# Painters Tool Bag / Tote



## Sustainable in OR. (Dec 30, 2010)

Anyone want to share ideas on just what your using for a grip?

Zippered Tote Bag?
Open Top Tool Carrier?
5 gallon Bucket with the old "Bucket Boss tool holder?

I'm having to be well removed from my van and deep into the building. Want something fast, light & portable. Usually just use a tote style storage box and a hand truck.
But now doing allot of the old up and down, all around the building and facility with many stairs.

What works best for the usual items?


----------



## ridesarize (Jun 19, 2012)

I got the Husky 3 piece rolling tool bag set. 18" bottom bag with wheels and extendable handle. Kicks butt by itself but it has a 15" middle tool bag and a 12" top bag (maybe ******). All 3 have the hinged tops, so when they close, the top of each bag is flat, and you can stack stuff on them, even put an additional rectangle tote box, tool box, milwaukee radio, or festool systainer and wheel the thing easily....


----------



## woodcoyote (Dec 30, 2012)

Depends what your trying to carry around or what your doing.
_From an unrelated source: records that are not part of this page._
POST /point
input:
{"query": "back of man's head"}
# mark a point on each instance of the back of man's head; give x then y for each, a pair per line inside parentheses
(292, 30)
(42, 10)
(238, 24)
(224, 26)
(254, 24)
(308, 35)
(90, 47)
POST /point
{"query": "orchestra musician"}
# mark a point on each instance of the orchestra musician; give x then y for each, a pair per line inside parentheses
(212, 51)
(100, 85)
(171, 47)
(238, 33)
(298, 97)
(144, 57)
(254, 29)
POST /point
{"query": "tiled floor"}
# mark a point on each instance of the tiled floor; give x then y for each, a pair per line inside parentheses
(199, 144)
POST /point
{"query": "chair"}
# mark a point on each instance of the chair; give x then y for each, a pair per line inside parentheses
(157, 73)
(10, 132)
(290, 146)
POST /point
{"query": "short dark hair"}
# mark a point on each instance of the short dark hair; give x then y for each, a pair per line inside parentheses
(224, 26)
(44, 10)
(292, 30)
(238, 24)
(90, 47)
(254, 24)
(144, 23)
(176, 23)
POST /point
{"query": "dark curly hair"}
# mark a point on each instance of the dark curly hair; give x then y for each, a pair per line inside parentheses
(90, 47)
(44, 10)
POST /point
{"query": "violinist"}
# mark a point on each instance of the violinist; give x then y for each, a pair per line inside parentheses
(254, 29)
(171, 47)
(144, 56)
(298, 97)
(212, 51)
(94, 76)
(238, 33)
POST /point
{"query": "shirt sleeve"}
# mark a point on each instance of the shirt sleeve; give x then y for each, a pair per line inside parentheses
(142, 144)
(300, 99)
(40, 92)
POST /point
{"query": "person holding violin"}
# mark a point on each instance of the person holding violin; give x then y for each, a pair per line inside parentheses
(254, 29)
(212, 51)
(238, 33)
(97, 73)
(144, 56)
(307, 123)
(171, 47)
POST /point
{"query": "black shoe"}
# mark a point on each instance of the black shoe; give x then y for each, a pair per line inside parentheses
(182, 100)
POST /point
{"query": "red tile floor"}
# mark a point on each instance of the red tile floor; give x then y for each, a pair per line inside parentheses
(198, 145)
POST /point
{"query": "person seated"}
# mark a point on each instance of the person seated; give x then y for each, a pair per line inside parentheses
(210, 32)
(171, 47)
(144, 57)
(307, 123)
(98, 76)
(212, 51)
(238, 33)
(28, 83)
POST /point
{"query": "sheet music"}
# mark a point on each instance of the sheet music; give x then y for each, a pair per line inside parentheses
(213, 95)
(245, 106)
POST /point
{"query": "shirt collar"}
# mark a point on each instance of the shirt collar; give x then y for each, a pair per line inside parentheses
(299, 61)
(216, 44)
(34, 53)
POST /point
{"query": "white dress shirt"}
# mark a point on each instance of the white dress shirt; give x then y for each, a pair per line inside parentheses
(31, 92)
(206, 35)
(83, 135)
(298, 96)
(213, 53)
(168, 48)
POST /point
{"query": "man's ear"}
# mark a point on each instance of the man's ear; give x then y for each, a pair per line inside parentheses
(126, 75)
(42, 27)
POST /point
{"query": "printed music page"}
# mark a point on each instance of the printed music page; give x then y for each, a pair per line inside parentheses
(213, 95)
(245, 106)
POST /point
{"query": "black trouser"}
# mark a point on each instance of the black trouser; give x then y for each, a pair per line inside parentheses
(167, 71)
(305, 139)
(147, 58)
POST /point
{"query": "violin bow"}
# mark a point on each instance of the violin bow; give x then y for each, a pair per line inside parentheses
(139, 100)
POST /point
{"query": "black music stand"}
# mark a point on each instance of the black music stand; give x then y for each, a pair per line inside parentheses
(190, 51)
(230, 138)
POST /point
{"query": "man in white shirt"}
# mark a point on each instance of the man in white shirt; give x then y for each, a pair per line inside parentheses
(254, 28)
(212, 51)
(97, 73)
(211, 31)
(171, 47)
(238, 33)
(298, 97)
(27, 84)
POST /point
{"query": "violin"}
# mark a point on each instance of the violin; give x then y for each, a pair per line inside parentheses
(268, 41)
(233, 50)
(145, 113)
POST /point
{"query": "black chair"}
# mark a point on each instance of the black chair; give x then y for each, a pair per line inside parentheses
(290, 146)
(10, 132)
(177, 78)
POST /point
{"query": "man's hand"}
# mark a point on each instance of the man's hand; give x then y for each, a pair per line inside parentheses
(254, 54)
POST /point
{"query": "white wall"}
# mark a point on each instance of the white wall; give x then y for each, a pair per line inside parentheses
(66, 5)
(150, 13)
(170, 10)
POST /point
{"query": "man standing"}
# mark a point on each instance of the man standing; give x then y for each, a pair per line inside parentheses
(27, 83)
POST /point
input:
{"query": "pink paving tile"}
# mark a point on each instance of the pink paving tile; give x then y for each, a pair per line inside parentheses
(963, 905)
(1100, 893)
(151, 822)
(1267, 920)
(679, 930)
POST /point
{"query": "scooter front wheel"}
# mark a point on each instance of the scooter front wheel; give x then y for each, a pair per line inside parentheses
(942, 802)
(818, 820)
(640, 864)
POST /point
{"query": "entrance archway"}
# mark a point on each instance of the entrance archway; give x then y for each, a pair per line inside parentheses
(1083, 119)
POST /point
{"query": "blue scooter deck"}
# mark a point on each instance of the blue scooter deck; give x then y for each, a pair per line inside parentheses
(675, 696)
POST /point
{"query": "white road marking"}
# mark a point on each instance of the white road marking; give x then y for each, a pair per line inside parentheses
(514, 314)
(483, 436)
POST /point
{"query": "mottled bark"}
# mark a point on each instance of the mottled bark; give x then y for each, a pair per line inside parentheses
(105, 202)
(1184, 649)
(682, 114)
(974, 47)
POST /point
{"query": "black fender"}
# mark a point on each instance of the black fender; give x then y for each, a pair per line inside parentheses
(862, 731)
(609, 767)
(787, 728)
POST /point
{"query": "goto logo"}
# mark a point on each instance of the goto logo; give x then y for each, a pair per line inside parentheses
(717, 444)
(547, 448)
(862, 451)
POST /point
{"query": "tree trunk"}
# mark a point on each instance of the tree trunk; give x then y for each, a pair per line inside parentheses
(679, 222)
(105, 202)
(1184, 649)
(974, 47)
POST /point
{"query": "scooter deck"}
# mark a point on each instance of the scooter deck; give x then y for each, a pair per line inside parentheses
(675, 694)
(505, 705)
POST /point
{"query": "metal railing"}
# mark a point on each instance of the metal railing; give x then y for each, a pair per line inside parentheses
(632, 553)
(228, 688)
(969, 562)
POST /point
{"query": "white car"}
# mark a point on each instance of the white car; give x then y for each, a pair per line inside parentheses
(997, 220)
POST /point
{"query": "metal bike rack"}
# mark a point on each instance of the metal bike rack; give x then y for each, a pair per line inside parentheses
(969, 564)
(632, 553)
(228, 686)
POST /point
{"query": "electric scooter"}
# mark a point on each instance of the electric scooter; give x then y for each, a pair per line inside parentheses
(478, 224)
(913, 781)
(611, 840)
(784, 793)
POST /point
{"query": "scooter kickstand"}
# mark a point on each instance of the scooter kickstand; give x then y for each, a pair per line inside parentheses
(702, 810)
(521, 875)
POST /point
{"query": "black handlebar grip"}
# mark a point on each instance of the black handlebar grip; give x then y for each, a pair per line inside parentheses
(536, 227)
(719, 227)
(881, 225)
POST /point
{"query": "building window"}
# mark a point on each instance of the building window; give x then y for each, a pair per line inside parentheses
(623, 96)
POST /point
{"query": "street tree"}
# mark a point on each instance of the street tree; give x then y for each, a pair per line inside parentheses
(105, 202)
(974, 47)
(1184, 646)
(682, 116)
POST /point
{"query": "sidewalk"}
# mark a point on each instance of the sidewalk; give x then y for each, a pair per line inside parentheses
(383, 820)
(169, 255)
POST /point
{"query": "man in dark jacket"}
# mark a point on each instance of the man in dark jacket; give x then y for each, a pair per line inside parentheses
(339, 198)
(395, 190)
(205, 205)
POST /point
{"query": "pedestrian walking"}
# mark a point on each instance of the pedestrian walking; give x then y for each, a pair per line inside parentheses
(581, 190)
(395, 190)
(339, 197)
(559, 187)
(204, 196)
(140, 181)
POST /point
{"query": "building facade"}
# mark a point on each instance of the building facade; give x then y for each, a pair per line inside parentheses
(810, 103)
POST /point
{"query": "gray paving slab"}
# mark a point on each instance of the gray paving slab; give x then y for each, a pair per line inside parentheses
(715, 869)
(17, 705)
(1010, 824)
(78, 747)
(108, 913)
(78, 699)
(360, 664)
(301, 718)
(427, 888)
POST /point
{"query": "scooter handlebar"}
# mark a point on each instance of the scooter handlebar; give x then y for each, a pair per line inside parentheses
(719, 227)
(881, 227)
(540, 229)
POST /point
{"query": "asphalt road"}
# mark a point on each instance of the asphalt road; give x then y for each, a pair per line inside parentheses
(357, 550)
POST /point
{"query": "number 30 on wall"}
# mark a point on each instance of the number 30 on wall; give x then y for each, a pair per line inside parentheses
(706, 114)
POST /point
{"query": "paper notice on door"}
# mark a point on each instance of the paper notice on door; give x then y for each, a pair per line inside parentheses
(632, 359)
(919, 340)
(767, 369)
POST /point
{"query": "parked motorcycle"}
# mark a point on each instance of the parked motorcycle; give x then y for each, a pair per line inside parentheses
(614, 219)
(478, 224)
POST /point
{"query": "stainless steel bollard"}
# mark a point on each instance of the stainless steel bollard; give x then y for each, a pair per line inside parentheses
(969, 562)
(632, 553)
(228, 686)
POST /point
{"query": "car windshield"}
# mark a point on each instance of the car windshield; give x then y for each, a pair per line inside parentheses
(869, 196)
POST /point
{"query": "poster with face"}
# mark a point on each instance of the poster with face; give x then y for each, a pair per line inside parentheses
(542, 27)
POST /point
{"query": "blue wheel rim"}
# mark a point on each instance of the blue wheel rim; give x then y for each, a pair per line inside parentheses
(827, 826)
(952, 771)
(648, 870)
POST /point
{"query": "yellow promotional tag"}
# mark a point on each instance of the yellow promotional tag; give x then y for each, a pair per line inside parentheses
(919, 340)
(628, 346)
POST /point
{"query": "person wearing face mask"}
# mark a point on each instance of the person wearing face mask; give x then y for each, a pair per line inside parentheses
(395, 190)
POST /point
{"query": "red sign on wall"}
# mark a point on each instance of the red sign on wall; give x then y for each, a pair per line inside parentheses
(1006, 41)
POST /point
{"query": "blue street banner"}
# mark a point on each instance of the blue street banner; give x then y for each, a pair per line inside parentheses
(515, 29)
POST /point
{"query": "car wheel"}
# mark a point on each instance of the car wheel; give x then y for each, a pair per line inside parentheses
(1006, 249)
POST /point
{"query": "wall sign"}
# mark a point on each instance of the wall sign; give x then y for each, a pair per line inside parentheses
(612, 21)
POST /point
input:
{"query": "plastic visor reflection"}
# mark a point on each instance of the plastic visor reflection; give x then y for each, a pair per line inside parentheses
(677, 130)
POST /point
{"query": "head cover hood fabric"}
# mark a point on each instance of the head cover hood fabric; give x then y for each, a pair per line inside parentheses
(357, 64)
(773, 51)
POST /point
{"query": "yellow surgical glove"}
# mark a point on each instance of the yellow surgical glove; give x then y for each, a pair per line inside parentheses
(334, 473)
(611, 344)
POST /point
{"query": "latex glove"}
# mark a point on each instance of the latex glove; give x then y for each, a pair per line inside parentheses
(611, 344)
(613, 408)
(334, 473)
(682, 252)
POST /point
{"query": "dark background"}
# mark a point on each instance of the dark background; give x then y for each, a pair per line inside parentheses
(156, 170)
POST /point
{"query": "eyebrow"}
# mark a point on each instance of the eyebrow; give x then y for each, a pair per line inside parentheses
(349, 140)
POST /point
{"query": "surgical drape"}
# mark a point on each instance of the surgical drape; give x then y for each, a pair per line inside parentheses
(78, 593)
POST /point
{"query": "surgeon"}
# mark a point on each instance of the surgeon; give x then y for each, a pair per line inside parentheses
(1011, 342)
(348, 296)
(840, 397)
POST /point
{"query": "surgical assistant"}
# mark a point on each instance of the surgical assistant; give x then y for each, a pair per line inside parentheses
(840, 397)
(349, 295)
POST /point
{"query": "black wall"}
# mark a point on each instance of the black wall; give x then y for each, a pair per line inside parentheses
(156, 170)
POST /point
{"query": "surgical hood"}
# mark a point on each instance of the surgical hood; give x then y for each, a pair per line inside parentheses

We use a lot of these. Each guy has their own with their own set of brushes and tools (screw drivers, etc.) in them. They can carry them into various rooms or wherever they need them and basically be self sufficient. Borrowing is not really allowed and frowned upon. Missing tools means missing money in their paycheck, they are responsible for the tools I buy and lend to them.


----------



## ridesarize (Jun 19, 2012)

ridesarize said:


> I got the Husky 3 piece rolling tool bag set. 18" bottom bag with wheels and extendable handle. Kicks butt by itself but it has a 15" middle tool bag and a 12" top bag (maybe bigger). All 3 have the hinged tops, so when they close, the top of each bag is flat, and you can stack stuff on them, even put an additional rectangle tote box, tool box, milwaukee radio, or festool systainer and wheel the thing easily....


Edit...


----------



## Eagle Cap Painter (Nov 14, 2016)

Just a cheap one from Sears for my knives and small tools I use often. I keep brushes in a separate plastic tote so they don't get banged up and have a steel toolbox for hand tools.


----------



## Epoxy Pro (Oct 7, 2012)

Eagle Cap Painter said:


> Just a cheap one from Sears for my knives and small tools I use often. I keep brushes in a separate plastic tote so they don't get banged up and have a steel toolbox for hand tools.


This is pretty much what we use, our's is a little bigger and not Craftsman, it's some non named brand from Amazon.


----------



## PNW Painter (Sep 5, 2013)

I've been using one of these for about 3 years and it has amazing amount of useful storage for its size.










https://www.amazon.com/gp/aw/d/B000...trician+tool+bag#immersive-view_1489585381591


Sent from my iPhone using Tapatalk


----------



## Epoxy Pro (Oct 7, 2012)

PNW Painter said:


> I've been using one of these for about 3 years and it has amazing amount of useful storage for its size.
> 
> 
> 
> ...


Both Carly and I have this one. We got some cheaper ones for the crew last year.


----------



## hofcpainting (Aug 4, 2018)

Retail $65 ?


----------



## Mr Smith (Mar 11, 2016)

cdpainting said:


> Both Carly and I have this one. We got some cheaper ones for the crew last year.


I have about three of those. Bought them at Home Depot for about $40 each. I like how you can see where everything is and those pockets are invaluable.


----------



## Mr Smith (Mar 11, 2016)

woodcoyote said:


> Depends what your trying to carry around or what your doing.
> 
> We use a lot of these. Each guy has their own with their own set of brushes and tools (screw drivers, etc.) in them. They can carry them into various rooms or wherever they need them and basically be self sufficient. Borrowing is not really allowed and frowned upon. Missing tools means missing money in their paycheck, they are responsible for the tools I buy and lend to them.


Very good idea. Nothing worse than looking for a tool that someone 'borrowed' without telling you. Ever end up going to Home Depot because you can't find the 5-6 duplicate tools you know you have SOMEWHERE?

Do you let your painters take them home? I hate to leave my tools on the job site overnight when other trades are working there------ if you know what I mean.


----------